Pero la factura del ausentismo no termina ahí: hay una probabilidad de encontrar 34 trabajadores con alguna restricción médica importante por cada 1.000 empleados, de los cuales cinco no aportarán nada a la productividad general. Esto supone un sobrecosto adicional de 149 millones de pesos anuales.

Es un desangre permanente de recursos que se origina no solo en el desconocimiento de la dimensión del fenómeno, sino por la incapacidad administrativa de implementar un plan de seguimiento a la frecuencia y las razones subyacentes de las ausencias intempestivas de sus trabajadores.

Adiciónenle, las incapacidades falsas o manipuladas, un flagelo que afectó a cuatro de cada 10 empresas colombianas en 2019. Además de las redes dedicadas a la expedición de documentación falsa, según los mismos encuestados por la ANDI, donde la práctica más común es la extensión deliberada de la incapacidad.


No obstante, si el ausentismo es el elefante en la habitación, a su sombra se encuentra un enemigo silencioso y mucho más difícil de medir: el presentismo. Este se refiere a empleados que, a pesar de padecer una afectación, deciden presentarse en su lugar de trabajo, con las implicaciones en productividad que esto tiene para sus tareas frente a su estado completamente sano. Las enfermedades que derivan en presentismo tienen una alta prevalencia, lo que provoca que sean erradamente confundidas con condiciones ‘comunes’ o normales, por lo que son forzadas a pasar desapercibidas por su aparente inocuidad. Por ejemplo, cuadros de influenza o alergias pueden ser interpretados con resfriados comunes, lo que puede desencadenar en fuertes dolores de cabeza o afectaciones respiratorias más graves. Otras, como la obesidad, la depresión o la ansiedad, ni siquiera son prescritas por personal médico calificado y pueden pasar desapercibidas por largos periodos de tiempo.

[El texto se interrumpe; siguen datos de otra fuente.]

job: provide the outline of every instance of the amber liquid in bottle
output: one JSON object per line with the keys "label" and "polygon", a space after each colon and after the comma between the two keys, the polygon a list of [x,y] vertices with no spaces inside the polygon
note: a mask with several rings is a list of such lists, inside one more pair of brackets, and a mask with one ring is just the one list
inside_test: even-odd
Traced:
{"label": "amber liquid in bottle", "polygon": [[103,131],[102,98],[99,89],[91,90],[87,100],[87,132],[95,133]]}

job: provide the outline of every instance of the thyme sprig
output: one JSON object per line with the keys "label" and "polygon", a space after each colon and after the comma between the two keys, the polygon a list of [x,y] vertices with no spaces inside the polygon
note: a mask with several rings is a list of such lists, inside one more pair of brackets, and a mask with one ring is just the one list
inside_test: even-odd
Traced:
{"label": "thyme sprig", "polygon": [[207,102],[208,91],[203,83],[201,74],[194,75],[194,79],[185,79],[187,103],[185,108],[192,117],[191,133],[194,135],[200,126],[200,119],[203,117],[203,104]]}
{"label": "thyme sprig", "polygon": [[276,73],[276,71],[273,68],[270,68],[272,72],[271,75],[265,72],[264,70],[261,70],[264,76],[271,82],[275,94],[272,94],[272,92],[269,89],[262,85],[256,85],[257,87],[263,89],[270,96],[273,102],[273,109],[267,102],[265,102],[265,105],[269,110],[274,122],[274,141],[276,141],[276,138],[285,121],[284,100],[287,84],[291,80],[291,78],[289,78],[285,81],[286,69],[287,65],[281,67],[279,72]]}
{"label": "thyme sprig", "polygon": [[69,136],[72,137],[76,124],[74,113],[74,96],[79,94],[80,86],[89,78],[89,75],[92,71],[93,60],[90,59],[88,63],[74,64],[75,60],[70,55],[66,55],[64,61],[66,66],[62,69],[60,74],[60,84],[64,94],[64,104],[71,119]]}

Conscientes de esta realidad, en T&S tenemos un sistema de detección temprana, que básicamente consta de dos componentes: 1) una evaluación médica especializada y rigurosa en el momento del ingreso del personal, así como un programa de seguimiento que permite identificar situaciones médicas que exponen al trabajador en la labor a desempeñar; y 2) contamos con un equipo de trabajo dedicado a la detección de incapacidades falsas o manipuladas, antes de que pasen a estudio por parte de las EPS, lo que claramente disminuye el riesgo de no pago por el sistema de salud.

Gracias a esto, en 2020 hemos logrado mantener un indicador de 2,9% en los días perdidos, similar a lo observador por la ANDI en 2019, a pesar de los enormes retos que presentó la pandemia para la detección acertada de casos de ausentismo. Sin embargo, por cada 1.000 empleados en misión que T&S administra, solo encontramos 12,2 casos de restricción médica, lo que sin duda es una solución efectiva de cara a los sobrecostos que esto implica.

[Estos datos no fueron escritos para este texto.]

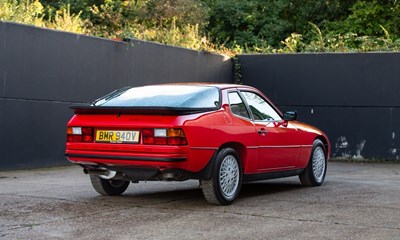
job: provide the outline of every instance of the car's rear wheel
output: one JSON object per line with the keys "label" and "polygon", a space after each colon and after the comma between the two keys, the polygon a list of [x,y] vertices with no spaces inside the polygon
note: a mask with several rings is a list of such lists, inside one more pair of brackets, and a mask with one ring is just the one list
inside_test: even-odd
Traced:
{"label": "car's rear wheel", "polygon": [[326,149],[321,140],[314,141],[310,160],[307,168],[299,175],[300,181],[305,186],[320,186],[326,175]]}
{"label": "car's rear wheel", "polygon": [[125,192],[129,181],[103,179],[99,175],[90,175],[90,181],[96,192],[105,196],[117,196]]}
{"label": "car's rear wheel", "polygon": [[237,198],[242,185],[239,159],[233,148],[224,148],[218,153],[211,179],[200,181],[207,202],[228,205]]}

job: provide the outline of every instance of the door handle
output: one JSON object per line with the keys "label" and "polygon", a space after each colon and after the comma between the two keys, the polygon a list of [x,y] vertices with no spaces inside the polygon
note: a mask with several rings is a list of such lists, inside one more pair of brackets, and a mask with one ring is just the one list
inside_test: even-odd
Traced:
{"label": "door handle", "polygon": [[260,135],[266,135],[268,133],[267,130],[265,130],[264,128],[261,128],[260,130],[258,130],[258,134]]}

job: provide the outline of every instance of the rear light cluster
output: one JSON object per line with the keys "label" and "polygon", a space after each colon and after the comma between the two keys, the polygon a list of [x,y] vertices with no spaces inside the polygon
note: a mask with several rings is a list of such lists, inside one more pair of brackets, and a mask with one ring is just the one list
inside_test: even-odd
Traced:
{"label": "rear light cluster", "polygon": [[93,142],[93,128],[68,127],[67,142]]}
{"label": "rear light cluster", "polygon": [[185,134],[179,128],[143,129],[143,144],[187,145]]}

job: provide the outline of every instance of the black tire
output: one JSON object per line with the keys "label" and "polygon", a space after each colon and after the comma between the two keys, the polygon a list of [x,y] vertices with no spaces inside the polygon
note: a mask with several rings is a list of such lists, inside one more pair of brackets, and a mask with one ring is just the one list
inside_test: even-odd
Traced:
{"label": "black tire", "polygon": [[323,142],[319,139],[314,141],[310,160],[307,168],[299,175],[300,181],[304,186],[320,186],[326,175],[327,156]]}
{"label": "black tire", "polygon": [[104,196],[121,195],[129,186],[129,181],[107,180],[98,175],[90,175],[90,181],[94,190]]}
{"label": "black tire", "polygon": [[200,180],[207,202],[229,205],[239,195],[242,186],[242,167],[239,155],[233,148],[224,148],[215,159],[211,179]]}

Actualmente, en T&S estamos perfeccionando nuestro modelo de gestión de trabajo para atacar estos indicadores y levantar esta carga de nuestros clientes. No cabe duda que la virtualidad demanda métodos novedosos para la medición del ausentismo, por lo que estamos comprometidos por la efectividad y la productividad de los empleados que a diario proveemos a nuestros socios.